A different kind of spring cleaning
It is not the annual ritual of providers — who nowadays can even be Hillary Clinton, a woman running to become President of the United States, because she wants to be the champion of everyday Americans  — but homemakers — who nowadays are definitely not Bill Clinton, a man who after leaving the White House, has continued to be active in the public sphere, touring the world, writing books, and campaigning for Democrats, including his wife  — in the springtime have held the practice of thoroughly cleaning their house, a practice colloquially known as spring cleaning.
While neither Hillary nor Bill Clinton have ever functioned as homemakers to their families, the Governor of the UMMOA® [3, 4], who today is also the Guru of GEO [5, 6], is involved from time to time in a kind of spring cleaning ritual. It just doesn't happen more or less regularly each spring, and it usually happens every four or six years, not every single year.
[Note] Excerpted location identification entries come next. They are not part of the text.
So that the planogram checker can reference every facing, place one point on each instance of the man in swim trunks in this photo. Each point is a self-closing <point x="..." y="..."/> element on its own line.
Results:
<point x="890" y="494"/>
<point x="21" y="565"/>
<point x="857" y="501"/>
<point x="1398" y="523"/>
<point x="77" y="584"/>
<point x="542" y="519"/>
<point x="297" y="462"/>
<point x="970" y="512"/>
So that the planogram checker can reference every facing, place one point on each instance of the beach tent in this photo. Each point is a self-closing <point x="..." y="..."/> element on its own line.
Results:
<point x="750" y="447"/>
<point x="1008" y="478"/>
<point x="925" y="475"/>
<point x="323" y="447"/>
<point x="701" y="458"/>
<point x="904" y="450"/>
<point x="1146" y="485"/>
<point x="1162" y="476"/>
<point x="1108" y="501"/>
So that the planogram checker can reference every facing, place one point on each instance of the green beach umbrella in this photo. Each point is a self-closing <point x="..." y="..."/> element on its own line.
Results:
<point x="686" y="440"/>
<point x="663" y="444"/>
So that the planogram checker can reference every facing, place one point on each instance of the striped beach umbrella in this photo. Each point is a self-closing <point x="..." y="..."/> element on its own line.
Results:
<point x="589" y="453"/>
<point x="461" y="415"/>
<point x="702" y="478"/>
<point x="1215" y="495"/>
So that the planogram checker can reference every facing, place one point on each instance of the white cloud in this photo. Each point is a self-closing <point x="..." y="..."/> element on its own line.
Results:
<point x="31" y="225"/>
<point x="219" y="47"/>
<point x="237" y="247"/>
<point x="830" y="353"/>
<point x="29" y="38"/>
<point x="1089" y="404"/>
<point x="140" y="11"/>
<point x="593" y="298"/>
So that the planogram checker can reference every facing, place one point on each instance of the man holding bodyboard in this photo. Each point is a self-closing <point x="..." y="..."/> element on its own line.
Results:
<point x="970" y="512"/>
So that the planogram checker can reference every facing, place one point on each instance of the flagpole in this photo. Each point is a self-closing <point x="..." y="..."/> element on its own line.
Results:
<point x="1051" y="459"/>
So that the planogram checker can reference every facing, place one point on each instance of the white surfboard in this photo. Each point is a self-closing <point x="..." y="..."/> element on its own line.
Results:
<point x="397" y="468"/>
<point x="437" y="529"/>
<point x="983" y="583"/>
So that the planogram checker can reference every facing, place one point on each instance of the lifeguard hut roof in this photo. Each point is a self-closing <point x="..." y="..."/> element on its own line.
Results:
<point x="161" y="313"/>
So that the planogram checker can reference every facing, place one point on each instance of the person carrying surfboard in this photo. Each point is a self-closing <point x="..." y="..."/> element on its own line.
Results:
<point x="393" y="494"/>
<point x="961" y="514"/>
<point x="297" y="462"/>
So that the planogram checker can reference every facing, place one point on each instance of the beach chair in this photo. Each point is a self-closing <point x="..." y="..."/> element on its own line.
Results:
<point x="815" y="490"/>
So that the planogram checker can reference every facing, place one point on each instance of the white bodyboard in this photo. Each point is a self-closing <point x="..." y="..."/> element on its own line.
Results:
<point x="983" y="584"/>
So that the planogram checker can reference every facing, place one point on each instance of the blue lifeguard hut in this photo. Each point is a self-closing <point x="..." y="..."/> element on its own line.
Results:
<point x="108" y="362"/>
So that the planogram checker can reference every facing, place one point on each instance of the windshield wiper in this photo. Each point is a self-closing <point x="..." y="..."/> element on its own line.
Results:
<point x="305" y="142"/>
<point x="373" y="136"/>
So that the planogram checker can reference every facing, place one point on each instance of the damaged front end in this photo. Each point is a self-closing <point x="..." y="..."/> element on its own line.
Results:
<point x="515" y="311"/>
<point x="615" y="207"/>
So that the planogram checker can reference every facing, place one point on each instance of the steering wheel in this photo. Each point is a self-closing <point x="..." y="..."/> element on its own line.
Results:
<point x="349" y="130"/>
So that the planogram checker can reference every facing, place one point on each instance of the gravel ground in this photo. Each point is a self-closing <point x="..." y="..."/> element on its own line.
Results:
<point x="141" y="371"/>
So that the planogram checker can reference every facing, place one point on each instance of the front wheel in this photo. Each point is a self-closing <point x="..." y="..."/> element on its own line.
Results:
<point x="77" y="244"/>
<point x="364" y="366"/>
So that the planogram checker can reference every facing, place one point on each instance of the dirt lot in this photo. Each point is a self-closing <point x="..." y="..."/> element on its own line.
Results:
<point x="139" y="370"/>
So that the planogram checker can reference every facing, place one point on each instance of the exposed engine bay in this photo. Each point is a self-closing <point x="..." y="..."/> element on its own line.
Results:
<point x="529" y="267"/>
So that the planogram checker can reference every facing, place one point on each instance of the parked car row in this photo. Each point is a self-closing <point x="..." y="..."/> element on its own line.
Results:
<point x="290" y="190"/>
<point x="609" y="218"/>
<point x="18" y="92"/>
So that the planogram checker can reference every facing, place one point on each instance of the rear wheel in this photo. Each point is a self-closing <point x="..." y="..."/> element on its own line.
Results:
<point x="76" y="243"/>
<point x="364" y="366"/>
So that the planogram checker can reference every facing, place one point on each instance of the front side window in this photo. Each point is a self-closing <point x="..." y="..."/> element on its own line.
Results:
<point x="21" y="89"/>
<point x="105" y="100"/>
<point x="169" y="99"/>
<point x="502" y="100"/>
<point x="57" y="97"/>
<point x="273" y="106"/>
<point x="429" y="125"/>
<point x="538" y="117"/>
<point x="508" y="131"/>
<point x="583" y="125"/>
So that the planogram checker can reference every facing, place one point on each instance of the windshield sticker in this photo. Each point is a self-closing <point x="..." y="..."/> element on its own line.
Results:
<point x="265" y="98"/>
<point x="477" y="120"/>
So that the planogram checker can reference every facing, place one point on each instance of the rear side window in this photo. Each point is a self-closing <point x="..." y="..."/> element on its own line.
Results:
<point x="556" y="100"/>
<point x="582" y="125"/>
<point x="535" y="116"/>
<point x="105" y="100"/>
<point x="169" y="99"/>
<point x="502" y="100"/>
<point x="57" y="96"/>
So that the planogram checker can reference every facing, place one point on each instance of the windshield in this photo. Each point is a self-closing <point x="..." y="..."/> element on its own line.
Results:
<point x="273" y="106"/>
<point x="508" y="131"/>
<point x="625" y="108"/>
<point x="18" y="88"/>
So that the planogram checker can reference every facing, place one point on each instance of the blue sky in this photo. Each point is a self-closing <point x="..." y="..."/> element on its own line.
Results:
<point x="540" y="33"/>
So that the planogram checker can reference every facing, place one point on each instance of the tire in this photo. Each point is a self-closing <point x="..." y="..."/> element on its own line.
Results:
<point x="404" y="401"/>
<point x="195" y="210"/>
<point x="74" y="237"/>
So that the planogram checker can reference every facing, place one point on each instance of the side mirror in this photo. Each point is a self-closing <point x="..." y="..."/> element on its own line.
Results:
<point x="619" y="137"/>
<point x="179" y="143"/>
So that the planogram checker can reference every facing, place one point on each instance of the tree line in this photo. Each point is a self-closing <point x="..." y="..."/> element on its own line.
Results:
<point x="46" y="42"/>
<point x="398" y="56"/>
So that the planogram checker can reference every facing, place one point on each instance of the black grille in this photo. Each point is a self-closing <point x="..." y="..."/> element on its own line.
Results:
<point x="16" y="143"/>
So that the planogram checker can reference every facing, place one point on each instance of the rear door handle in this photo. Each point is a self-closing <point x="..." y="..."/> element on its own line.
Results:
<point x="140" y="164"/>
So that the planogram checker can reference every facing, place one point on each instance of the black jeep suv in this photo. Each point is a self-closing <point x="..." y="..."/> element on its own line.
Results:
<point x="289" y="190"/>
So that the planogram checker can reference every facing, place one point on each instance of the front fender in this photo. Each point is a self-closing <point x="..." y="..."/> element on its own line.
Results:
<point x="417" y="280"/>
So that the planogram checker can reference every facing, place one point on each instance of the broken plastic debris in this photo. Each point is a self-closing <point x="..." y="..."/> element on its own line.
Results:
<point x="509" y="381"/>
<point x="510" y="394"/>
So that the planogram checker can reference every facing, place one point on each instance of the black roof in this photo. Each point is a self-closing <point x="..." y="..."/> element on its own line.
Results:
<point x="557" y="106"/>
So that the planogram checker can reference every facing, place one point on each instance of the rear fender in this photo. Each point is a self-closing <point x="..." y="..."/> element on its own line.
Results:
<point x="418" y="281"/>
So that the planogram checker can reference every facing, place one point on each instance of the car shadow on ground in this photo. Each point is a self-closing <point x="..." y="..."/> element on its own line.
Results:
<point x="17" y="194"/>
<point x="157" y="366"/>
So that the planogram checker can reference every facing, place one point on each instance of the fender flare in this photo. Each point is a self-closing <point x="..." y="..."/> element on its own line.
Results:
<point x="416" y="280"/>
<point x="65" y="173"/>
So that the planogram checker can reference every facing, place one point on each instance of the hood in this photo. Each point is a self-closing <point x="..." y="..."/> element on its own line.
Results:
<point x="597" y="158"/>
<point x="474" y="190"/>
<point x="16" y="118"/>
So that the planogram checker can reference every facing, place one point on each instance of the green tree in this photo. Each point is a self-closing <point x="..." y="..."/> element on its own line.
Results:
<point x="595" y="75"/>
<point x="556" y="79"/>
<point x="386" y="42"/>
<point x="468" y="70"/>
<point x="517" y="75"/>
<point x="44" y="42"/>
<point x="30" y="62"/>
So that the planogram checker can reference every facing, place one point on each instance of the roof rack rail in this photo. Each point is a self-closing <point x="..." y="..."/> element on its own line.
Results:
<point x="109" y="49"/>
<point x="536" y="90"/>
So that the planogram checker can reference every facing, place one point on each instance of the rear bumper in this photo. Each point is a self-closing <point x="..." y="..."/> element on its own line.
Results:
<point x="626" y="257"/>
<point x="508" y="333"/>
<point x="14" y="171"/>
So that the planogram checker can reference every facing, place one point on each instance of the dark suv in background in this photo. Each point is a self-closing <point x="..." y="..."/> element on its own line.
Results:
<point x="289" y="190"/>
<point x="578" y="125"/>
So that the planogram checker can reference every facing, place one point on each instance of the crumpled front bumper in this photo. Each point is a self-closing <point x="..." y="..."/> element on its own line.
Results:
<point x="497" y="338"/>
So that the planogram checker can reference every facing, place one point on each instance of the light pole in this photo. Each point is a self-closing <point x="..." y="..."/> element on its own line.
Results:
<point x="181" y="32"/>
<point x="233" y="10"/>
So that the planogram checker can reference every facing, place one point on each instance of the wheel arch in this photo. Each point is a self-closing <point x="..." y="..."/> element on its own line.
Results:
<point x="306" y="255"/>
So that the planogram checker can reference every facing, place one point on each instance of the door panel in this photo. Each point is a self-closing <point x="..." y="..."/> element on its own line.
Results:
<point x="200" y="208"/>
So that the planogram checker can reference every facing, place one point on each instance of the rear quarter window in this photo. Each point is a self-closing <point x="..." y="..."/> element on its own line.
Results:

This ritual is more like a kind of periodic reaping, after a time of sowing. The sowing is the thinking, theorising, modelling and testing. The reaping is the field full of the crop of new wisdom and science.
As the result of a long period of sowing, the book, Cesidian Political Science: The Rise of Polities, and the (Un)planned Fall of Empires, will be published in a few months.
If you are thinking that a book, with such a title as the one above, is destined to become part of a new or old canonical list of the future, some list of the most influential books, or of books that changed the world, I can say in all humility that you are probably right.
I have discovered too many things in roughly the past six years, especially concerning true societies and true polities, and what I have discovered is rigourous, and can no longer be conveniently ignored by scholars, policy makers, and analysts working in different social sciences.
In a speech in Cape Town in June 1966, Robert Kennedy said:
There is a Chinese curse which says "May he live in interesting times". Like it or not we live in interesting times. They are times of danger and uncertainty; but they are also more open to the creative energy of men than any other time in history .Keep breathing, and stay tuned to the new "Cesidian Political Science" website below!
Robert Kennedy was right. We are indeed living interesting times, and they are both hard times for those who are good, and a blessing in disguise.